Rebuilding Place in the Urban Space

"A community’s physical form, rather than its land uses, is its most intrinsic and enduring characteristic." [Katz, EPA] This blog focuses on place and placemaking and all that makes it work--historic preservation, urban design, transportation, asset-based community development, arts & cultural development, commercial district revitalization, tourism & destination development, and quality of life advocacy--along with doses of civic engagement and good governance watchdogging.

Monday, January 28, 2008

Overarching transit planning is necessary for the Washington region

I mean infrastructure-extending planning. The problem with Metropolitan Planning Organizations (required by Federal law) and I would extend that to the local version, the Metropolitan Washington Council of Governments, is that they don't really challenge the prevailing paradigms very much.

MWCOG, just like the WMATA board, is subservient to the jurisdictions that are members. Instead, we need to transcend that very constricted and bounded way of thinking. And we aren't.

Contrast this article in the Post, "Contradictions Surface in Dulles Rail Talks: Kaine Says Federal Slam Is a U-Turn; FTA Says FTA Says Va. Knew of Its Concerns," to this article from the Dallas Morning News, "Rising costs put DART in tough spot with loyal suburbs" and this one, "DART board to hear revised expansion plans today." While they haven't done everything right in Dallas either, there is a recognition that the system is being planned and constructed by the transit authority, and overseen by the Board.

In our region, in 2003, region-wide transportation planning was scuttled on the part of WMATA due to budget problems, and the responsibility was devolved to the local jurisdictions, which for the most part (Arlington is an exception) focus very narrowly on their own concerns, without looking at extending the power of the whole system.

The Dulle rail proposal is a perfect example of an overly narrowly construed project. It could have been used to bring back the separated blue line proposal, add an additional tunnel crossing over the Potomac, and set the stage for adding stations in DC, ,providing more service, and adding redundancy and capacity to the core of the system, which is increasingly "congested.'
Proposed changes for the WMATA system, 2001 (separated blue line)
Separated blue line proposal. Washington Post graphic.
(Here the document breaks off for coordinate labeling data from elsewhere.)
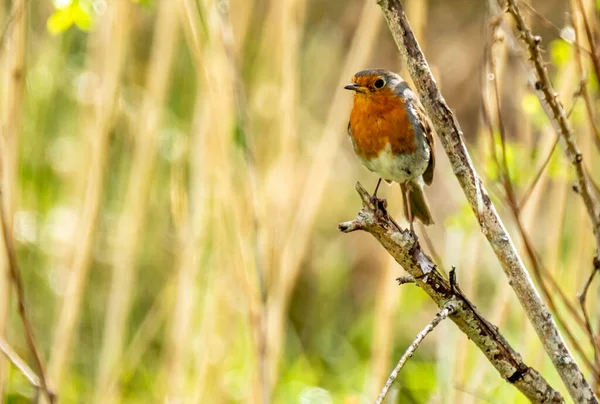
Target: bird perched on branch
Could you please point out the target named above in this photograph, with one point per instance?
(393, 137)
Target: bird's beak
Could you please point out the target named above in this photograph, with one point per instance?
(355, 87)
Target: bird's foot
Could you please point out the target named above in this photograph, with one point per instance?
(380, 210)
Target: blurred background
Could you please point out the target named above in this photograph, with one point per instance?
(175, 171)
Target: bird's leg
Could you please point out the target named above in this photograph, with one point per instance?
(378, 204)
(376, 188)
(409, 209)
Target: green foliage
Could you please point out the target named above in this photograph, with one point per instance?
(561, 53)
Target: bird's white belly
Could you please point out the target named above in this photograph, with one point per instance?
(399, 168)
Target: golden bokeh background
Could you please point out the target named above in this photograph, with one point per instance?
(174, 172)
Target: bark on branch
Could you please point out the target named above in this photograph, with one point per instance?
(442, 315)
(404, 247)
(450, 135)
(546, 93)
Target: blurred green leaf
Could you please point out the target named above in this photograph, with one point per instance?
(60, 21)
(560, 52)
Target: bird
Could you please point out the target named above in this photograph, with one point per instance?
(393, 137)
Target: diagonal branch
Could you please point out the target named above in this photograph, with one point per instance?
(403, 246)
(449, 309)
(15, 275)
(450, 135)
(20, 364)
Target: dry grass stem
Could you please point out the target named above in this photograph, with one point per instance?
(131, 220)
(405, 249)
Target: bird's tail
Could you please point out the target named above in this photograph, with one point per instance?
(418, 203)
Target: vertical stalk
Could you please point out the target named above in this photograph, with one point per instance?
(131, 220)
(108, 59)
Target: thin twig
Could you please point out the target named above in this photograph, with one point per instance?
(450, 135)
(583, 83)
(547, 94)
(406, 250)
(540, 273)
(15, 274)
(449, 309)
(19, 363)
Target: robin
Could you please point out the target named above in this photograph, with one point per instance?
(393, 137)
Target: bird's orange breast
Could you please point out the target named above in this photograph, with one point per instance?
(380, 119)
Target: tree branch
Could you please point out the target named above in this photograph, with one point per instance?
(443, 314)
(450, 135)
(405, 249)
(20, 364)
(546, 93)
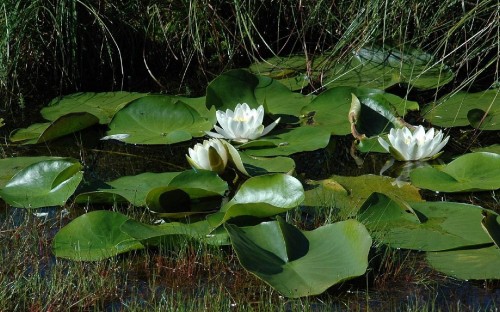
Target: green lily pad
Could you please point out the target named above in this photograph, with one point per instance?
(94, 236)
(378, 110)
(10, 166)
(288, 142)
(382, 67)
(369, 145)
(347, 194)
(300, 263)
(491, 226)
(183, 195)
(103, 105)
(480, 110)
(467, 264)
(171, 231)
(290, 71)
(369, 67)
(157, 120)
(428, 226)
(132, 189)
(44, 132)
(495, 148)
(44, 183)
(261, 196)
(469, 172)
(264, 165)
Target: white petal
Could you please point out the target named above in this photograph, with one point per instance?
(226, 132)
(270, 127)
(439, 147)
(214, 135)
(383, 143)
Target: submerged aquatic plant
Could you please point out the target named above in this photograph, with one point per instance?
(210, 155)
(242, 125)
(407, 145)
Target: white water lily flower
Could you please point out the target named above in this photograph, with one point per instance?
(210, 155)
(242, 125)
(405, 144)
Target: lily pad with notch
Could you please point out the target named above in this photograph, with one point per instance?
(261, 196)
(94, 236)
(428, 226)
(302, 263)
(44, 183)
(157, 119)
(190, 192)
(64, 125)
(346, 195)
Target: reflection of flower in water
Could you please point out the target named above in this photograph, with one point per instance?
(242, 125)
(405, 144)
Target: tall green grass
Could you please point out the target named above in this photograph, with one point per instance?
(53, 47)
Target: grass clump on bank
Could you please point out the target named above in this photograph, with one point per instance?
(52, 48)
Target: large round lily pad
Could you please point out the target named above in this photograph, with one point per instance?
(469, 172)
(44, 132)
(12, 165)
(428, 226)
(103, 105)
(347, 194)
(261, 196)
(94, 236)
(132, 189)
(44, 183)
(300, 263)
(157, 120)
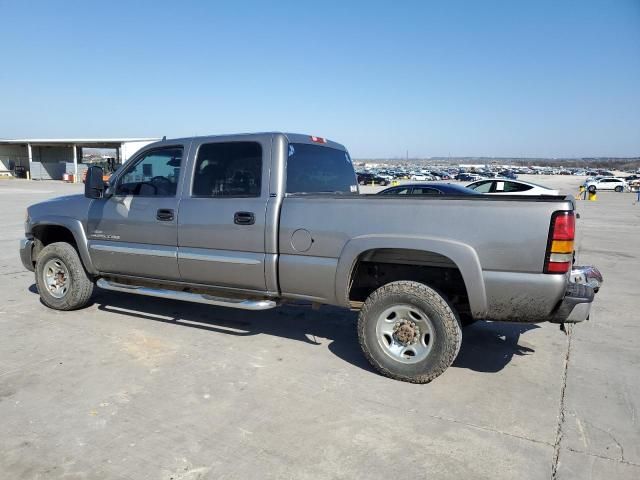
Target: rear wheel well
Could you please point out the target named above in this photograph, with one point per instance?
(47, 234)
(375, 268)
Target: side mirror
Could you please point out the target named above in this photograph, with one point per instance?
(94, 184)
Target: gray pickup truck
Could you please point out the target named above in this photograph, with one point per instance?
(251, 221)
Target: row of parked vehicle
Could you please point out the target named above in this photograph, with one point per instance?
(615, 184)
(496, 186)
(384, 178)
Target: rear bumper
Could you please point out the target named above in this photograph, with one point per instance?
(26, 250)
(576, 304)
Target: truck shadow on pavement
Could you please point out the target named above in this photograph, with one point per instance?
(486, 346)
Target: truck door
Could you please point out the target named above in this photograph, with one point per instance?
(134, 231)
(221, 221)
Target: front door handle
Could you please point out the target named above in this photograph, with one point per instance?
(164, 215)
(244, 218)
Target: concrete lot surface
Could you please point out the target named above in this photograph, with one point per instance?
(142, 388)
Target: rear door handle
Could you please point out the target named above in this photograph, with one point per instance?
(164, 214)
(244, 218)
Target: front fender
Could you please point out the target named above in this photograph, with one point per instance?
(77, 230)
(463, 255)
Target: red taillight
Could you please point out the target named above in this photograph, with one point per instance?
(564, 226)
(560, 244)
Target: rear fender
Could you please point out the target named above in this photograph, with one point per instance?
(461, 254)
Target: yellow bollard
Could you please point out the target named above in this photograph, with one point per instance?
(581, 194)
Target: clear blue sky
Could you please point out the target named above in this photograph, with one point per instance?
(537, 78)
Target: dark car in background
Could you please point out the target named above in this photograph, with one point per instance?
(370, 178)
(430, 189)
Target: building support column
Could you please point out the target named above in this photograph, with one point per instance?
(30, 155)
(75, 164)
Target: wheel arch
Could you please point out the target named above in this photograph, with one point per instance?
(421, 249)
(63, 229)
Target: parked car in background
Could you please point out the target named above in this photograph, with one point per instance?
(430, 189)
(508, 174)
(607, 183)
(467, 177)
(499, 186)
(421, 177)
(370, 178)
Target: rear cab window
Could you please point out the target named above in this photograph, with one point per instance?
(319, 169)
(228, 169)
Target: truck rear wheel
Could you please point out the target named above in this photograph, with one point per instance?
(409, 332)
(62, 282)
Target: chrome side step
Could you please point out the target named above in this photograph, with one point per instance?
(245, 304)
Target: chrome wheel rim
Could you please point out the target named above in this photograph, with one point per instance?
(405, 333)
(55, 276)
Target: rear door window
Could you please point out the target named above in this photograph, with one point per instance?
(397, 191)
(482, 187)
(424, 191)
(317, 169)
(516, 187)
(228, 169)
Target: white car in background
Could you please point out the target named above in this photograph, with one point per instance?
(505, 186)
(607, 183)
(421, 177)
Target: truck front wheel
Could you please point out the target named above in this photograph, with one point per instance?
(62, 282)
(409, 332)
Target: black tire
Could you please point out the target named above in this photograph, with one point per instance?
(79, 287)
(466, 320)
(444, 322)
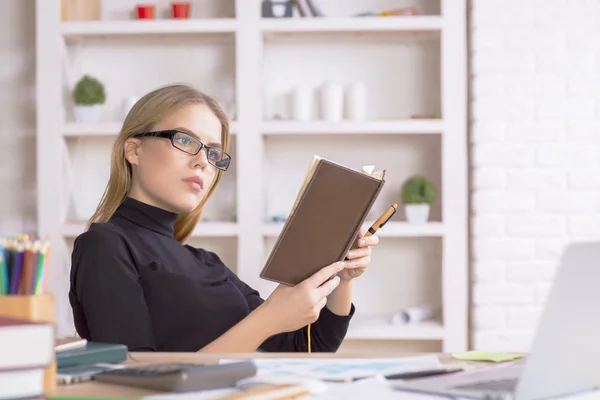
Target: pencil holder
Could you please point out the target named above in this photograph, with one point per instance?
(37, 308)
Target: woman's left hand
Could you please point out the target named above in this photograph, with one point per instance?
(359, 256)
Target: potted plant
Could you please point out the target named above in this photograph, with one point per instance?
(89, 97)
(418, 193)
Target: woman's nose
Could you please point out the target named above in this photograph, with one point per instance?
(201, 159)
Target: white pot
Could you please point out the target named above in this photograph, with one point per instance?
(88, 114)
(417, 213)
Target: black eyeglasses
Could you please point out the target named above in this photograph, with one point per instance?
(189, 144)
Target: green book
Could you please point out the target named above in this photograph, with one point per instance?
(92, 353)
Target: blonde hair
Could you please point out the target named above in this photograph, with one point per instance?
(143, 116)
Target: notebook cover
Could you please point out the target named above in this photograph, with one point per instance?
(323, 224)
(92, 353)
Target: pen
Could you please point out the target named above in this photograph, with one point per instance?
(423, 374)
(385, 217)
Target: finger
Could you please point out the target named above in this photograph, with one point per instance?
(322, 303)
(324, 274)
(360, 252)
(369, 241)
(328, 287)
(360, 262)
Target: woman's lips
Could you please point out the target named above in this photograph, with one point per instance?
(195, 182)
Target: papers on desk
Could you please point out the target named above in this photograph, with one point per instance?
(344, 369)
(321, 377)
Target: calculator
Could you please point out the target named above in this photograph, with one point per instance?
(180, 377)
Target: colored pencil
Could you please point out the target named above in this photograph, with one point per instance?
(23, 265)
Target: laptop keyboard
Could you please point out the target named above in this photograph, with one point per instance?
(500, 385)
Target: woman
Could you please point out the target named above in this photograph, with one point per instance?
(134, 282)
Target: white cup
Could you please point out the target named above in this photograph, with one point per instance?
(302, 103)
(356, 101)
(332, 102)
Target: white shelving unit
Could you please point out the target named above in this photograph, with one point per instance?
(411, 65)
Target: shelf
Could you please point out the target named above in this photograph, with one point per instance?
(410, 126)
(101, 129)
(136, 27)
(391, 229)
(203, 229)
(380, 329)
(357, 24)
(108, 129)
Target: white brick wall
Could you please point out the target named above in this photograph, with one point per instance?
(17, 117)
(535, 155)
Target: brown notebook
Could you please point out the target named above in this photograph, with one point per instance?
(329, 211)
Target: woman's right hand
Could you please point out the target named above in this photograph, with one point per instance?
(292, 308)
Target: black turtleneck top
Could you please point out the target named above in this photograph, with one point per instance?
(132, 283)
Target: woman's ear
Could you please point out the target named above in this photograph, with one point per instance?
(131, 148)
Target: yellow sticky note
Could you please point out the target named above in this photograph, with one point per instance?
(481, 355)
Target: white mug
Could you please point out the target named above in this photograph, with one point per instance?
(332, 101)
(356, 101)
(302, 103)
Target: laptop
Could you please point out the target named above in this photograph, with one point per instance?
(564, 356)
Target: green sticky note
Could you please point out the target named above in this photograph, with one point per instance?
(481, 355)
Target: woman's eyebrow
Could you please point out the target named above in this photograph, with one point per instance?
(189, 132)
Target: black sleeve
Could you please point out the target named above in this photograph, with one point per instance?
(327, 333)
(105, 289)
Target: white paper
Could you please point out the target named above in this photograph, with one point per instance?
(198, 395)
(344, 368)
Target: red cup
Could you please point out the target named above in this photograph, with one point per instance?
(181, 9)
(145, 11)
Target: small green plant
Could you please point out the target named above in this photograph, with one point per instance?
(418, 190)
(89, 91)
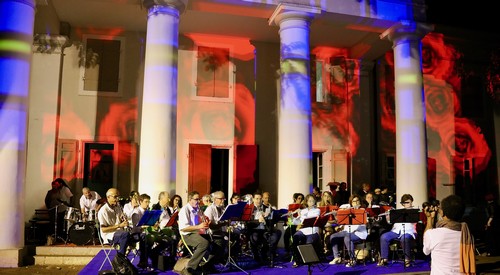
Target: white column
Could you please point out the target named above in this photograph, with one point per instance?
(16, 38)
(294, 122)
(411, 147)
(157, 129)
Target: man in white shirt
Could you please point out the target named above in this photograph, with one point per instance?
(193, 226)
(443, 241)
(112, 221)
(88, 202)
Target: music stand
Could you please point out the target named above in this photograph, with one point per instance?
(234, 212)
(149, 218)
(405, 215)
(351, 217)
(308, 255)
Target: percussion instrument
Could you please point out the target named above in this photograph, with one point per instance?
(73, 214)
(81, 233)
(91, 216)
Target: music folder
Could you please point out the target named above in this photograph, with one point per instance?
(234, 211)
(150, 217)
(173, 219)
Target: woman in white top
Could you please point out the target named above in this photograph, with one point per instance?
(305, 235)
(348, 234)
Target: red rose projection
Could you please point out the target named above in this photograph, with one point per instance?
(336, 118)
(451, 140)
(463, 141)
(441, 102)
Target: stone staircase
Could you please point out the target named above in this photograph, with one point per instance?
(67, 254)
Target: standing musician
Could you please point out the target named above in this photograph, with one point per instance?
(405, 232)
(308, 235)
(112, 222)
(264, 237)
(88, 202)
(193, 226)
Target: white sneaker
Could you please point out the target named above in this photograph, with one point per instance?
(336, 261)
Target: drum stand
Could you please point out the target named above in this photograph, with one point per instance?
(230, 260)
(55, 225)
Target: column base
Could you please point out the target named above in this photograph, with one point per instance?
(12, 257)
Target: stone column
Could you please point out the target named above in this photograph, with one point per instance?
(411, 147)
(16, 38)
(294, 122)
(157, 129)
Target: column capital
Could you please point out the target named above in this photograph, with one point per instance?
(45, 43)
(178, 4)
(406, 30)
(297, 11)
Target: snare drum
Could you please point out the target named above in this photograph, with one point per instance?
(91, 216)
(81, 233)
(72, 214)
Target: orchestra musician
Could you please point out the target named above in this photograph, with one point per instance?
(112, 222)
(163, 237)
(405, 232)
(137, 233)
(218, 228)
(348, 234)
(291, 228)
(193, 227)
(308, 235)
(264, 237)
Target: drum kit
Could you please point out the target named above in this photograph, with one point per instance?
(81, 226)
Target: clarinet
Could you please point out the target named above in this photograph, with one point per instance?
(205, 219)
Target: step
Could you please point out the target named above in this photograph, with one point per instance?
(65, 254)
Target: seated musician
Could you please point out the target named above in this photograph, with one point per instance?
(193, 227)
(219, 228)
(163, 237)
(347, 235)
(405, 232)
(307, 235)
(137, 232)
(112, 222)
(264, 237)
(291, 228)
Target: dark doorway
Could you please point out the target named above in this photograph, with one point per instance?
(98, 167)
(220, 171)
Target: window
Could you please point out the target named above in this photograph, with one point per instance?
(214, 74)
(101, 65)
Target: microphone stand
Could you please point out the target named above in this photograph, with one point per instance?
(55, 224)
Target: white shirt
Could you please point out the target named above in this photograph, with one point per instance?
(309, 213)
(188, 216)
(108, 216)
(444, 246)
(89, 204)
(128, 209)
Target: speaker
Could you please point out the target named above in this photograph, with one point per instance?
(308, 254)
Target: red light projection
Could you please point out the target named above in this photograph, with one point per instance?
(453, 141)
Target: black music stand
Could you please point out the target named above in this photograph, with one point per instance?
(149, 218)
(234, 212)
(308, 255)
(349, 217)
(404, 216)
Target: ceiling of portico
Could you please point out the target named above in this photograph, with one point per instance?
(223, 18)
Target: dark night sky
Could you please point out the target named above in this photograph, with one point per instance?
(480, 16)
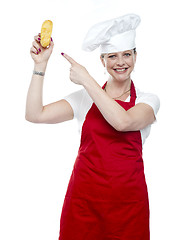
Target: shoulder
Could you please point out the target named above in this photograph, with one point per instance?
(80, 101)
(148, 98)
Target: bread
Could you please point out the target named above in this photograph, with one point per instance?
(46, 32)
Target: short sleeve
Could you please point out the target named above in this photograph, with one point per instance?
(150, 99)
(75, 99)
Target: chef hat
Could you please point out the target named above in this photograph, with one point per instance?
(114, 35)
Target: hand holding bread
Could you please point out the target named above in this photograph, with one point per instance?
(42, 45)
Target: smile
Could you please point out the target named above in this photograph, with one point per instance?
(120, 70)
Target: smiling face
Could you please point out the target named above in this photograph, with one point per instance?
(120, 64)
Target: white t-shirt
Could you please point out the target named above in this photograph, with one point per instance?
(81, 102)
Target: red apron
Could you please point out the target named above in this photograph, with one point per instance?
(107, 197)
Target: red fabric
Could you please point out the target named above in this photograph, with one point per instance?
(107, 197)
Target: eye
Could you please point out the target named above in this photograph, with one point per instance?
(127, 54)
(112, 56)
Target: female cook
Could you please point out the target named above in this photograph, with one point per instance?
(107, 196)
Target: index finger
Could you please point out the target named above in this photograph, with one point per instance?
(71, 60)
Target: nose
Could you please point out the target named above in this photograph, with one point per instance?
(120, 61)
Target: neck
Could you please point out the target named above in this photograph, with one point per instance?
(118, 87)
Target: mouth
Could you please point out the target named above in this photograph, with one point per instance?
(120, 70)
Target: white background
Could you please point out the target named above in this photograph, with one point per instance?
(36, 160)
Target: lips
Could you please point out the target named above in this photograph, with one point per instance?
(120, 70)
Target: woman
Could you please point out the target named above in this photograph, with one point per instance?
(107, 195)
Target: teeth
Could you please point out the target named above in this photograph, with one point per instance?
(121, 70)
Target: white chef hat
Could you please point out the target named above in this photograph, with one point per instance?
(114, 35)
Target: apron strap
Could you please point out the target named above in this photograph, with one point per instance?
(132, 93)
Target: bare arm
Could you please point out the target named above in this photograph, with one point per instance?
(134, 119)
(35, 111)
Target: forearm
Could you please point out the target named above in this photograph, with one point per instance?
(113, 113)
(34, 104)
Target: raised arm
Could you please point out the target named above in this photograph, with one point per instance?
(56, 112)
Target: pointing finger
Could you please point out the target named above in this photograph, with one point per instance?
(71, 60)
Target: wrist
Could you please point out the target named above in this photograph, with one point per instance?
(40, 67)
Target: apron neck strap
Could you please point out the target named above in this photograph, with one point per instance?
(132, 93)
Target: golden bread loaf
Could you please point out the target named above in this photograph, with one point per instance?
(46, 32)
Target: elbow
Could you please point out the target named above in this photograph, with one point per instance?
(31, 119)
(123, 125)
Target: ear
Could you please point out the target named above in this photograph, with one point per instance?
(102, 60)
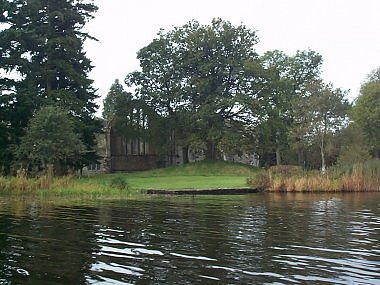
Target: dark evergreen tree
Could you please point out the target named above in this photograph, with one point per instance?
(42, 50)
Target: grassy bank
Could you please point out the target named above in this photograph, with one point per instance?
(355, 178)
(200, 175)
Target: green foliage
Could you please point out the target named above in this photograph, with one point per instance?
(50, 139)
(366, 114)
(42, 58)
(110, 103)
(195, 77)
(119, 182)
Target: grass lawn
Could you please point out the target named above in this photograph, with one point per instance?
(204, 175)
(199, 175)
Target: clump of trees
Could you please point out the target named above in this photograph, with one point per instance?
(42, 63)
(209, 90)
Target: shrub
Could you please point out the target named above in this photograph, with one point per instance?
(119, 183)
(261, 180)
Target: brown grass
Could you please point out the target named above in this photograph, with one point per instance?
(357, 178)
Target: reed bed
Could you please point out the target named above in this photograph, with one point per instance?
(360, 177)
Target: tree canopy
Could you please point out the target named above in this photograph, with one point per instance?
(43, 63)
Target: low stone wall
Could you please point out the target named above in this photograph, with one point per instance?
(134, 162)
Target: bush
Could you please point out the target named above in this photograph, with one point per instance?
(261, 180)
(119, 183)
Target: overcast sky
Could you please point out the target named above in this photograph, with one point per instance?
(345, 32)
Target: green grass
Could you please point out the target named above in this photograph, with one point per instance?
(200, 175)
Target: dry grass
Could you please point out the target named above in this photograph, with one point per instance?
(356, 178)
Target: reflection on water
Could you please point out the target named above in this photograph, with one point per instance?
(255, 239)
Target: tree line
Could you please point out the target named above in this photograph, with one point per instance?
(205, 88)
(46, 97)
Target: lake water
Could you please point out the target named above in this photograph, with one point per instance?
(248, 239)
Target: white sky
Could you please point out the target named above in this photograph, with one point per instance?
(345, 32)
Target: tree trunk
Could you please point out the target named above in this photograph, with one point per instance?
(185, 154)
(211, 151)
(300, 157)
(323, 168)
(278, 156)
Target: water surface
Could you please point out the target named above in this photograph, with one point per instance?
(251, 239)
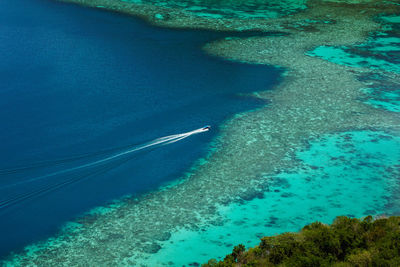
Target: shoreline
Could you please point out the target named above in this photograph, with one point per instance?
(305, 106)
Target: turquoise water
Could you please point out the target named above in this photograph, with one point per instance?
(243, 9)
(76, 81)
(350, 173)
(379, 53)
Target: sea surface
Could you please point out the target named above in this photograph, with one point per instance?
(78, 85)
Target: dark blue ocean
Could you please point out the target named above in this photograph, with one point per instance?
(80, 84)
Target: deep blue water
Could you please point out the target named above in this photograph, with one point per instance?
(75, 80)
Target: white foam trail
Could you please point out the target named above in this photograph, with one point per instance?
(170, 139)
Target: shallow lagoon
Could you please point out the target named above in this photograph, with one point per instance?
(333, 171)
(78, 80)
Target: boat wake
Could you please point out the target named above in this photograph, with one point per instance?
(110, 160)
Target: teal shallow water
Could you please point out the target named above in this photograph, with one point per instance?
(380, 53)
(242, 9)
(347, 173)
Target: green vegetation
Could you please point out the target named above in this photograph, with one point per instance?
(347, 242)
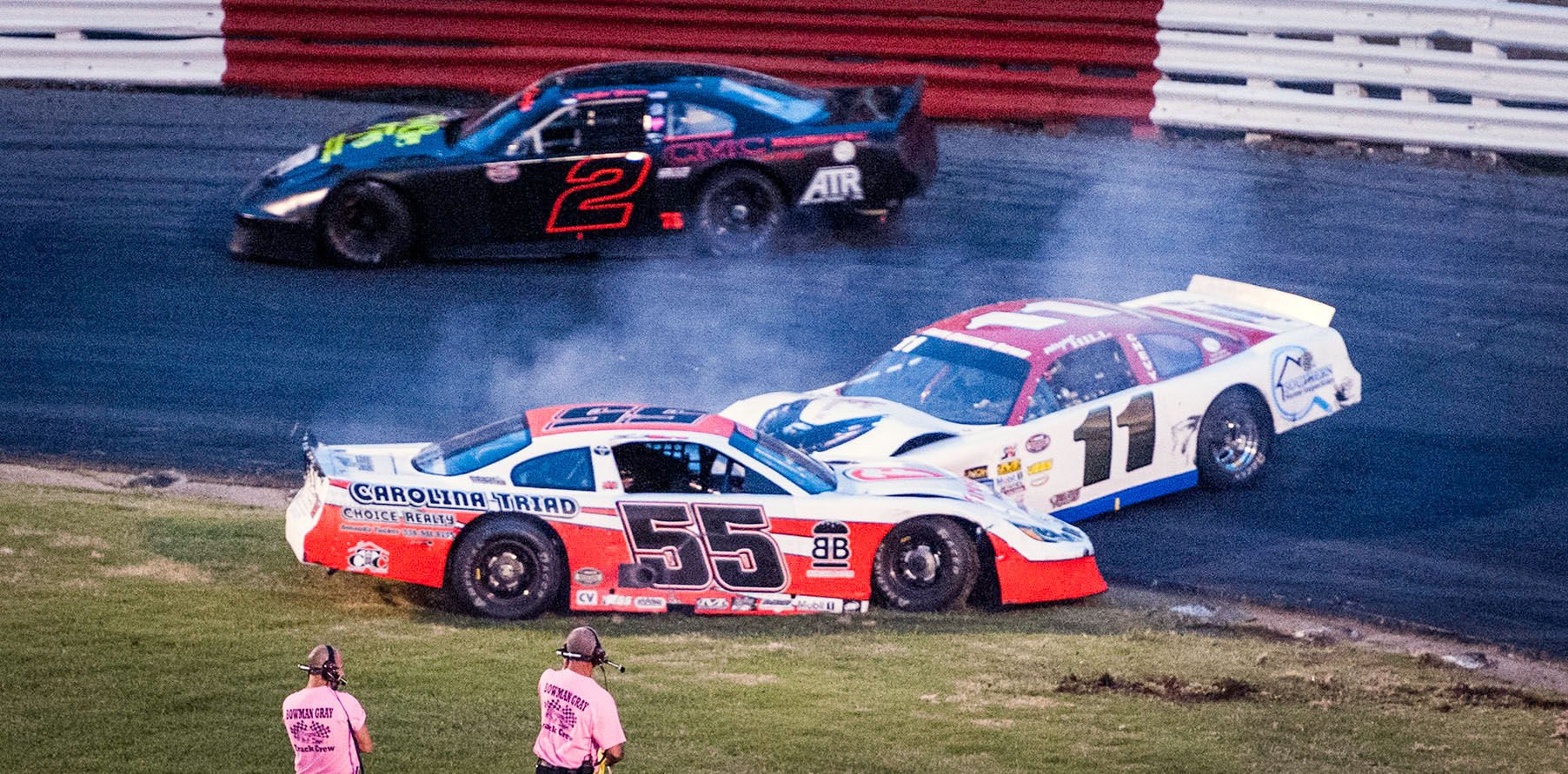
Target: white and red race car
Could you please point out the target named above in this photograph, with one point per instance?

But that wasn't done. The entire process has been managed by the State of Virginia and focused on Virginia, and boxed out WMATA for the most part.

Had the system been conceptualized along the lines outlined above it would have cost more sure, but it would have served far more people, and been able to justify the amount of federal funding requested. Although it's true that as Gerald Connolly said in "Dulles Rail proponents fending off blame " from the Examiner:

Connolly rejected Byrne’s assessment as “utter nonsense,” arguing the Bush administration’s Department of Transportation is ideologically opposed to large-scale rail investments. “There is no way to get a passing grade here because the whole system is skewed toward an F no matter what we do,” he said. “This was a ‘no’ in search of a rationale.”

But that's aggravating too. Congressmen Davis and Wolf could have stepped up and forced a change in how the FTA grades projects. Instead, they sat on their hands, and told the transit planners to cost contain the project.

About 3 years ago, I wrote a blog entry about network "theory" and transit, "The Vitality of the Transit City is Dependent on Transit Expansion--Applying Metcalfe's Law," it's just as relevant today.

But why didn't the Transportation Board of MWCOG and the WMATA Board step in and demand better planning and the creation of a better project to begin with? As the Examiner says in this editorial, "Metro outruns its supply lines":

One of the main reasons the Federal Transit Administration wisely considers the Dulles Rail project a bad risk for federal funding is the shaky financial condition of the Metropolitan Washington Area Transit Authority, including $7 billion in unfunded maintenance needs that threaten the safety of Metro’s current passengers. Before any money is spent on expansion, Metro must fix the existing Metro system. Metro’s situation has deteriorated so dramatically over the last year that it has significantly added to the already substantial technical, financial and institutional risks that the FTA was required to weigh while evaluating the Dulles Rail project, FTA Administrator James Simpson told The Examiner.